In diesem Beispiel hat das eigene Auto also die höchsten Gesamtkosten, obwohl die Grenzkosten niedriger sind als beim Car-Sharing und bei den Einzelfahrscheinen. Und genau das ist der Knackpunkt. Die Gesamtkosten sind das, was man sich in der Rückschau anschauen kann um zu evaluieren, ob man ein Auto anschafft oder es wieder abschafft, ein ÖPNV-Ticket im Abo holt oder das Abo kündigt. Es ist aber nichts, was man bei der Abwägung zu einer einzelnen Fahrt betrachtet. Da sind nur die Grenzkosten interessant.
In meinem Beispiel ist es aber auch eigentlich anders. Das Auto ist ja hier und kostet. Und somit habe ich effektiv die 103 EUR Fixkosten für das Auto und dann noch die 43 EUR für die Einzelfahrscheine.
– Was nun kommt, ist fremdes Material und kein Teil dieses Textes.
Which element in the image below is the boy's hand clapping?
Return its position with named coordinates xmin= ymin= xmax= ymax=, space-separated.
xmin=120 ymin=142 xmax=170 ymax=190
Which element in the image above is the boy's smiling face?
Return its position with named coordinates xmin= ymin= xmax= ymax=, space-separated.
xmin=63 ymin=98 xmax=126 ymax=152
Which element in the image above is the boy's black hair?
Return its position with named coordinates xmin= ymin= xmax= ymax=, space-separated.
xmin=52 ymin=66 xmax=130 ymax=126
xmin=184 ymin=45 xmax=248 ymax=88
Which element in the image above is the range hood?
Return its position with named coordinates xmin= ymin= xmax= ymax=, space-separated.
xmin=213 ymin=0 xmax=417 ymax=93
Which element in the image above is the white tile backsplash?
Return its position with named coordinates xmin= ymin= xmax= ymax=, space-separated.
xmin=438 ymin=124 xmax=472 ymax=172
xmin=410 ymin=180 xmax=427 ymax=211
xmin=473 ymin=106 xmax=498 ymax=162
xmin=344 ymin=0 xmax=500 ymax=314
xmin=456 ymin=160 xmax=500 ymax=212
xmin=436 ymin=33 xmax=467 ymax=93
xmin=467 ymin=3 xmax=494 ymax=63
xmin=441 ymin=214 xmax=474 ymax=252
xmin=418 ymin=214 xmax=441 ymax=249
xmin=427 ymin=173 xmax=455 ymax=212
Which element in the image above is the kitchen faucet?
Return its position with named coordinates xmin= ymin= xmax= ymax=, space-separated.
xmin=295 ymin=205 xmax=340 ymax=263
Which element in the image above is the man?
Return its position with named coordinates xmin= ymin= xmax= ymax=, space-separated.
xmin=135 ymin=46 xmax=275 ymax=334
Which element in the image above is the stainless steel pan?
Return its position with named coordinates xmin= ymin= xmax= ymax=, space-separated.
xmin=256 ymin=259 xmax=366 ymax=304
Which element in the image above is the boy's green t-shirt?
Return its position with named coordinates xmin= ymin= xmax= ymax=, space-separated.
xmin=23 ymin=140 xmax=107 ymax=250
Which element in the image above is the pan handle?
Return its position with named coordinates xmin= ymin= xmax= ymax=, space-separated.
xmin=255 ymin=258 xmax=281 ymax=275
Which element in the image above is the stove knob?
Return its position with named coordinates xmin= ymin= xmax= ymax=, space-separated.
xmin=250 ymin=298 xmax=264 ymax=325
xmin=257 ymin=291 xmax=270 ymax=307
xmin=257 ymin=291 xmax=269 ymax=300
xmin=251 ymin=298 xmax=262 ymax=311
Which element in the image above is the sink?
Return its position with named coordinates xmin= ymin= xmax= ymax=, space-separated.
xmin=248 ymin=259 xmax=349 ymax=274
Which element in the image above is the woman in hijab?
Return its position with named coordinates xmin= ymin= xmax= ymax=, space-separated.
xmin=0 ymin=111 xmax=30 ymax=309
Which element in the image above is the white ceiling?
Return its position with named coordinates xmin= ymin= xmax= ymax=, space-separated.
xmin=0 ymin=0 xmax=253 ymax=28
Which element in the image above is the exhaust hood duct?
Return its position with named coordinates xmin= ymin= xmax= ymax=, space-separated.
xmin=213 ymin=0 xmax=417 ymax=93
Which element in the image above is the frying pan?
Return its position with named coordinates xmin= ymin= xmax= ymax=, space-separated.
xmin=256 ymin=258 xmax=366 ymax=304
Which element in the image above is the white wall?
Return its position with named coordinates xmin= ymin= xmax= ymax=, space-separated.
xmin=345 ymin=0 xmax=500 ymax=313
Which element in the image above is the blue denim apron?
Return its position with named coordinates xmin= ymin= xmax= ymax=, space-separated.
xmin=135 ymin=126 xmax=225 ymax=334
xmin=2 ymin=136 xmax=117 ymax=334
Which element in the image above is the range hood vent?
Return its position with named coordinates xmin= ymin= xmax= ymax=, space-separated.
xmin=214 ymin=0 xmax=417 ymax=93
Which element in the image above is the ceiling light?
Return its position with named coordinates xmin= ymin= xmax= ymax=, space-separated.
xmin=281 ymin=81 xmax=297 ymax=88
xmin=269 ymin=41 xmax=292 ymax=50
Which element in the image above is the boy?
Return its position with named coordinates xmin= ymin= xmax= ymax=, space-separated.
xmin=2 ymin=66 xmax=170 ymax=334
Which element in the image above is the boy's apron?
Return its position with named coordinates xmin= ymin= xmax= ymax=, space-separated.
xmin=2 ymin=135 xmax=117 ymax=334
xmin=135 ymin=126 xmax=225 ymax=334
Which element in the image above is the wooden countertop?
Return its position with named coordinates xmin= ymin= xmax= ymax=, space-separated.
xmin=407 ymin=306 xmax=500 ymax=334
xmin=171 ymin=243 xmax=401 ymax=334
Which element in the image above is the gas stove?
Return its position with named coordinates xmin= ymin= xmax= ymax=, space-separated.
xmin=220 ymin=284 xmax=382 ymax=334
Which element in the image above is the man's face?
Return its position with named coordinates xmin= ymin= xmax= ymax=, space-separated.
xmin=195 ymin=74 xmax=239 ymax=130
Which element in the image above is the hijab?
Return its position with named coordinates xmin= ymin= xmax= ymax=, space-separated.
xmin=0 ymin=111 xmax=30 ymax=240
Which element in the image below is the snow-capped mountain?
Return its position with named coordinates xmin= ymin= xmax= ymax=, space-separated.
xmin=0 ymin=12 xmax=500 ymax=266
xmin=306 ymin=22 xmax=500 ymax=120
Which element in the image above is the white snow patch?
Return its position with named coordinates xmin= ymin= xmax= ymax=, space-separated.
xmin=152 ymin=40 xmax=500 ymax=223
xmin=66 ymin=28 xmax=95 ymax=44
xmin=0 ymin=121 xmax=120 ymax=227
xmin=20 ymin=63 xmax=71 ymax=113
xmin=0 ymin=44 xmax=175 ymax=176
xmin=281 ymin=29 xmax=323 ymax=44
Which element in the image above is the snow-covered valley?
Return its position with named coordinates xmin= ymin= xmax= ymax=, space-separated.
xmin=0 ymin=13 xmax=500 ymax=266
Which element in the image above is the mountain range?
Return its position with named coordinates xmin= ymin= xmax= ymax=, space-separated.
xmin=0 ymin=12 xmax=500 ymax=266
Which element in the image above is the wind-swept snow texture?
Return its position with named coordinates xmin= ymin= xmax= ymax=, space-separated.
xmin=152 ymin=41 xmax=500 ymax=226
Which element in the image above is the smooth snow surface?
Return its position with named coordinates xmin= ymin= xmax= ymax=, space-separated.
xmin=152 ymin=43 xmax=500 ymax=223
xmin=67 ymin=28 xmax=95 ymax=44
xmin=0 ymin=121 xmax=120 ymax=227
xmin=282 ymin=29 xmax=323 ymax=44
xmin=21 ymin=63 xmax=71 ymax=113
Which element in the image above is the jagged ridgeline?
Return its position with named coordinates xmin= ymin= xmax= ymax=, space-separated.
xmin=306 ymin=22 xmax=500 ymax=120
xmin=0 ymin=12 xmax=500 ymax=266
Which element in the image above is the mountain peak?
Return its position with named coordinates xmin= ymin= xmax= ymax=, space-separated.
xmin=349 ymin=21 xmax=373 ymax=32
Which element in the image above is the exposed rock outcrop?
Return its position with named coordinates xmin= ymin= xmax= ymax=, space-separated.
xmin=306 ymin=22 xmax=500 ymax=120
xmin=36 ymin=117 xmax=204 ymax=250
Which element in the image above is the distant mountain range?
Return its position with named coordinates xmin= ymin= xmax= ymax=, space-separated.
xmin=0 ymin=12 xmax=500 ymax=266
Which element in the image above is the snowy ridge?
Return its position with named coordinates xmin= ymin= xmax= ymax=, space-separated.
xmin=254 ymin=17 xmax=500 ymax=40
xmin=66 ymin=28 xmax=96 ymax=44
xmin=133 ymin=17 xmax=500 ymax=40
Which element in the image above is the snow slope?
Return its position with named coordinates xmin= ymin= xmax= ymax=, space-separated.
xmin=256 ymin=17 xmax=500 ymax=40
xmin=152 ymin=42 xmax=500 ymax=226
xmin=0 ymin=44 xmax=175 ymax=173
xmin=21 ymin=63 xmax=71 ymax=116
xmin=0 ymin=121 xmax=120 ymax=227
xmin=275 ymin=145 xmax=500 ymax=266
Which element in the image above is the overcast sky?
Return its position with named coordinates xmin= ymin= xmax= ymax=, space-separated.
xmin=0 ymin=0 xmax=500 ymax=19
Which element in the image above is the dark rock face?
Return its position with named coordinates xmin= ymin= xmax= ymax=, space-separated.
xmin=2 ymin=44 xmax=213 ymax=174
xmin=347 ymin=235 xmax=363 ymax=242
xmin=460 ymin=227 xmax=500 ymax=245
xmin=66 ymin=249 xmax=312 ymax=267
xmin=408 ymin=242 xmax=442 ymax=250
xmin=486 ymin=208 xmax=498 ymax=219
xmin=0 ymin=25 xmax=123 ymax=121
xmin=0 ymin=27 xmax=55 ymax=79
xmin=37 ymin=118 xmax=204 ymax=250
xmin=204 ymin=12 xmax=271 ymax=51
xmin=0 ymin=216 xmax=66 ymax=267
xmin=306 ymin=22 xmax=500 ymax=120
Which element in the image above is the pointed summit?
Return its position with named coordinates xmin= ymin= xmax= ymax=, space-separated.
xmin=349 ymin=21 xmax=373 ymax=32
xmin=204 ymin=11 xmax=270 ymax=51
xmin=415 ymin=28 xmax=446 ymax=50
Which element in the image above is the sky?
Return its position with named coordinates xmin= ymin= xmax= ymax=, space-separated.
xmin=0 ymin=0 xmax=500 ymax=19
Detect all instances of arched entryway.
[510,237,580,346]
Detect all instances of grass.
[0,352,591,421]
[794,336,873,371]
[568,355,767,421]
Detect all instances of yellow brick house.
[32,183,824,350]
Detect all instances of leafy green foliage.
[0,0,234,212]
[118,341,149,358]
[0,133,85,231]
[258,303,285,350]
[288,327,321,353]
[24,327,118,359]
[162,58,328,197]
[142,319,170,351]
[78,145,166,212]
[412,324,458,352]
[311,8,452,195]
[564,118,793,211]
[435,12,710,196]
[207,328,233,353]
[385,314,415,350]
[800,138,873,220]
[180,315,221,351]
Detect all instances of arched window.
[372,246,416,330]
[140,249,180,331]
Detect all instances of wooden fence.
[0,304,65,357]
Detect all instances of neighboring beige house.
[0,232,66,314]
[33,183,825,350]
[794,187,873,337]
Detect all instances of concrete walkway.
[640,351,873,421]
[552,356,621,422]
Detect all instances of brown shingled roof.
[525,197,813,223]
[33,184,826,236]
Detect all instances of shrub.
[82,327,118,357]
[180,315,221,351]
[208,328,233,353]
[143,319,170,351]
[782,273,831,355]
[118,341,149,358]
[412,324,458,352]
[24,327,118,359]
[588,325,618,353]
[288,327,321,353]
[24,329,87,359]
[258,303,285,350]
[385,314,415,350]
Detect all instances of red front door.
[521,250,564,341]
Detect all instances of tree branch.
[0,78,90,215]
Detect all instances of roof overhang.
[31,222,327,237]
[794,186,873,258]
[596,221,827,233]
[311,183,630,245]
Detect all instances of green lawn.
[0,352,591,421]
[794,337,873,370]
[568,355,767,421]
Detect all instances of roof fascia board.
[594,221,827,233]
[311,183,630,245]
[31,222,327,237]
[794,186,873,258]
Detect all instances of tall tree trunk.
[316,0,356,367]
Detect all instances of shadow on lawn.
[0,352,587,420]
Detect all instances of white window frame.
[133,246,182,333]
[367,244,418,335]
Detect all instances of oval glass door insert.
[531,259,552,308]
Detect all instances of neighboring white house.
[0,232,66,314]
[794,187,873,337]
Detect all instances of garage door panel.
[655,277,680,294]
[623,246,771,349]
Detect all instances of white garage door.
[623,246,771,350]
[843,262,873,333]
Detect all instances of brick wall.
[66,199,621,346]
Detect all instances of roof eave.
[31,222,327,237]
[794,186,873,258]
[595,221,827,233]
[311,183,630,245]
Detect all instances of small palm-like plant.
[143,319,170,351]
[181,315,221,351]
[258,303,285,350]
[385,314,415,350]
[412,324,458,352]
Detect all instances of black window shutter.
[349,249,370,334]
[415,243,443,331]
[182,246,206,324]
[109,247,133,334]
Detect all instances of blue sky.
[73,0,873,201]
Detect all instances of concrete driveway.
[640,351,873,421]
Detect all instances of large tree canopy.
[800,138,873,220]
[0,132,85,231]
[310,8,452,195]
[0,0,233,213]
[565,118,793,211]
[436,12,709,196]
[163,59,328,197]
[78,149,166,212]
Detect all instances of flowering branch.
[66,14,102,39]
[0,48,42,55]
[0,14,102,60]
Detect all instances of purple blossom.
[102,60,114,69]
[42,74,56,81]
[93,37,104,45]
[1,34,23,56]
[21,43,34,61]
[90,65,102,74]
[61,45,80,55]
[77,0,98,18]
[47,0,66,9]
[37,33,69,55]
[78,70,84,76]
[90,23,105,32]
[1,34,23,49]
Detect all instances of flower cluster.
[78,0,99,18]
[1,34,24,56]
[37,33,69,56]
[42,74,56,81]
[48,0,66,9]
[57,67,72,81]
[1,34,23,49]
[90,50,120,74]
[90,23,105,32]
Und dann bin ich bei 146 EUR. Ich würde also ein bisschen Geld sparen, wenn ich das vorhandene Auto nutze und zur Arbeit fahre, anstelle das Auto stehenzulassen und die Bahn zu nutzen. Das ist schlicht der Unterschied in den Grenzkosten von 0,11 EUR/km beim Auto und 0,14 EUR/km bei den Einzelfahrscheinen.
Selbst wenn ich mir jetzt das Deutschlandticket hole, zahle ich 49 EUR weitere Fixkosten. Somit wäre ich dann sogar bei 152 EUR nur an Fixkosten. Dafür wären Bahnfahrten ins Büro ohne Grenzkosten und der Nahverkehr ist hier die offensichtlich günstigere Lösung. Fahre ich trotz vorhandenem Deutschlandticket mit dem Auto ins Büro bin ich bei 175 EUR, was natürlich keinen Sinn ergibt.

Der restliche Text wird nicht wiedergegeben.